De verdad, yo no entendía nada.
Sólo escuchaba, escuchaba y callaba.
Hablaban del frío,del hambre, los malos tratos, las enfermedades, los guardas, de hombres hechos bestias y de amistades, del campo de Judas
En sus recuerdos no mencionaban la estación (estoy segura de que no sabían ni cómo se llamaba) ni demasiado de la caminata entre dicha estación hasta el campo. Tanto habían caminado ya antes…
Pasaron los años…
Un día, casualmente, inesperadamente, por una carretera que llevaba a España, se me plasmó una placa, con una flecha. Indicaba ” Cimetière des Espagnols”, decía “Cementerio de los españoles”. Estábamos en Septfonds. ¿ Septfonds ? ¡ Sefón ! ¿ Sería posible ? TODO me volvió a la mente. Mi padre, los compañeros, lo contado, lo no-dicho.
Ya habían muerto todos.
La emoción que no puede expresarse.
Las tumbas de los allí fallecidos.

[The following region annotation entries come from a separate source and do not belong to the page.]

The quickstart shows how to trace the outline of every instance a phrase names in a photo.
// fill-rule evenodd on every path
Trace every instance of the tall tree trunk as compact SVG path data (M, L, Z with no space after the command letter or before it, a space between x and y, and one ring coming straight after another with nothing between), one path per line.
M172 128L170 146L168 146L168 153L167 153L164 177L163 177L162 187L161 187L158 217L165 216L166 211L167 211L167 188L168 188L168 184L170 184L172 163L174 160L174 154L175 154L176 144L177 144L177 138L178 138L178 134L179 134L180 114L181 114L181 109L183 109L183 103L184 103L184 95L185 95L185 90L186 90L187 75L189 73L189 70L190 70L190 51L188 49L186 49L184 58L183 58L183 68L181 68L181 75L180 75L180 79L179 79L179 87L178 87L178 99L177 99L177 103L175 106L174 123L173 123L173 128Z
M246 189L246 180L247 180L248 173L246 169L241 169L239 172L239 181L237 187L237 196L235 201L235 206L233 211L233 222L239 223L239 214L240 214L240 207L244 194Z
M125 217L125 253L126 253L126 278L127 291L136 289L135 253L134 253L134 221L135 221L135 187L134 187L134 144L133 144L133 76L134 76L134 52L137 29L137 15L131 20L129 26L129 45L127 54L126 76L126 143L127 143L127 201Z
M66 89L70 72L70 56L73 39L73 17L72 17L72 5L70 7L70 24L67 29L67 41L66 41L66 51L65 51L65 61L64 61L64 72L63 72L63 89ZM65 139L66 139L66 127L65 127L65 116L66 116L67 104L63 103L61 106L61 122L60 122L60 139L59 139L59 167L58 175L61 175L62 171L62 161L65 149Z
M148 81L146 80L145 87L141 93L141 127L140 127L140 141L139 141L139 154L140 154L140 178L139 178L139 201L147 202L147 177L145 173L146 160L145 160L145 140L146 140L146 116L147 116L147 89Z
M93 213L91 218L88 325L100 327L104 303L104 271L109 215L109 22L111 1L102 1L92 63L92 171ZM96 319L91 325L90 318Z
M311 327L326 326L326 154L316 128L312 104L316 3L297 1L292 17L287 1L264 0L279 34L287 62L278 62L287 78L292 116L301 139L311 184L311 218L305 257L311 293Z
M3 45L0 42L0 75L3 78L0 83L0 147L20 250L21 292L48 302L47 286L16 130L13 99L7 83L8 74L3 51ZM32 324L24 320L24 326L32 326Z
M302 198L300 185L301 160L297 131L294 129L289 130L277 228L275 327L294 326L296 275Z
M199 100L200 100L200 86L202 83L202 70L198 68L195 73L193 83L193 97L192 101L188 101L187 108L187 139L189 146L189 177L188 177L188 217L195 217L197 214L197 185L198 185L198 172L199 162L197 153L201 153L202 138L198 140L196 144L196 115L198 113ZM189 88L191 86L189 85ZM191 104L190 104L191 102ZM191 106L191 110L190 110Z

Una rosa en cada una, el nombre de cada uno, y todos tan jóvenes, me llamó la atención el nombre de uno, ¡ qué cosa ! aún me acuerdo, Jesús Fraile Sacristán veintipiquillo años de edad y, a la entrada, el hermoso poema de Rafael Alberti : “Vosotros no caísteis “.

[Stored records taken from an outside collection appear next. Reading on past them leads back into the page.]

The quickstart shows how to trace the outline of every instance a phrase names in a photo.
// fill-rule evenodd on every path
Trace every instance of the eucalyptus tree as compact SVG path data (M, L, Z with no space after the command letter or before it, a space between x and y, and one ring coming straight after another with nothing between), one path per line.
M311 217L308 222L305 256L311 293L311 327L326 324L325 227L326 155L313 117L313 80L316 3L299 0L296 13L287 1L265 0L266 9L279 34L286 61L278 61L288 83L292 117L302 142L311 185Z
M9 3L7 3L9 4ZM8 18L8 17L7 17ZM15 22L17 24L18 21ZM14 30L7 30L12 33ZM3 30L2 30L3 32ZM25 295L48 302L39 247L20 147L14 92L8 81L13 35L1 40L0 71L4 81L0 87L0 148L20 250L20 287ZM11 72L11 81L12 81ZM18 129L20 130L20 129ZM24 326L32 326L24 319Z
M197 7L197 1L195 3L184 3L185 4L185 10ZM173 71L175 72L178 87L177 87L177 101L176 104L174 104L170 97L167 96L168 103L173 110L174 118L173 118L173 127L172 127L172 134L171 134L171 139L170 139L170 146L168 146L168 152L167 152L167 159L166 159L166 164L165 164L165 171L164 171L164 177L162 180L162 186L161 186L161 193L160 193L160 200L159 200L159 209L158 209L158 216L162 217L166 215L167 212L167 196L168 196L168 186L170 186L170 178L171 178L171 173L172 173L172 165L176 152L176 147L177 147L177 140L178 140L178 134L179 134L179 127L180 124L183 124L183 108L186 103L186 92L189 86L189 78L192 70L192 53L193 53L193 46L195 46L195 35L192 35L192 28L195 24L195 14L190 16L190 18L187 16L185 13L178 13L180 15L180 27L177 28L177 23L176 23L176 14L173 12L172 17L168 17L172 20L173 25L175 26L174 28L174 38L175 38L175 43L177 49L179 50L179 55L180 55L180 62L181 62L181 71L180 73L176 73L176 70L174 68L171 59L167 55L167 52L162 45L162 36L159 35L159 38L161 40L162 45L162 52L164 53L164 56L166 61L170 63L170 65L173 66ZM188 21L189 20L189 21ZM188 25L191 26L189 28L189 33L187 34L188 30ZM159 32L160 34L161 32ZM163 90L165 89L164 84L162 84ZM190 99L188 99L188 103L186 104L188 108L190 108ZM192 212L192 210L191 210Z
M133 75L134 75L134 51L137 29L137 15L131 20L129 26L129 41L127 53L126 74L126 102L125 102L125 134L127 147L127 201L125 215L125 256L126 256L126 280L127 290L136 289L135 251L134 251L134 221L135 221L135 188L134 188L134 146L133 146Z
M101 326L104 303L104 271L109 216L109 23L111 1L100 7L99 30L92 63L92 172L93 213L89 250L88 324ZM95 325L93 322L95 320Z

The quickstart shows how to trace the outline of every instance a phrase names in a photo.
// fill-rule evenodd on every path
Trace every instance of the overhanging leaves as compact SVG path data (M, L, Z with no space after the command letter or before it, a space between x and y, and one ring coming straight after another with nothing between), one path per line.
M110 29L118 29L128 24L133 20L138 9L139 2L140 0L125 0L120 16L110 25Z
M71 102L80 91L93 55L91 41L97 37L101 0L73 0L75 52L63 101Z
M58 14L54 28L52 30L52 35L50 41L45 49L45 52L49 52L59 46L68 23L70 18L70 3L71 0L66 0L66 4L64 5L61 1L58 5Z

Magnífico homenaje en aquel lugar perdido del recuerdo.
Por eso, YO no le doy importancia a la venta o no-venta de la estación (“cuyo local sirve de lugar turístico, con cocina, sala de espectáculo, apartamento, 19 camas en un wagón de lujo”…¿ Memoria histórica ?…)
Por Raquel Arto.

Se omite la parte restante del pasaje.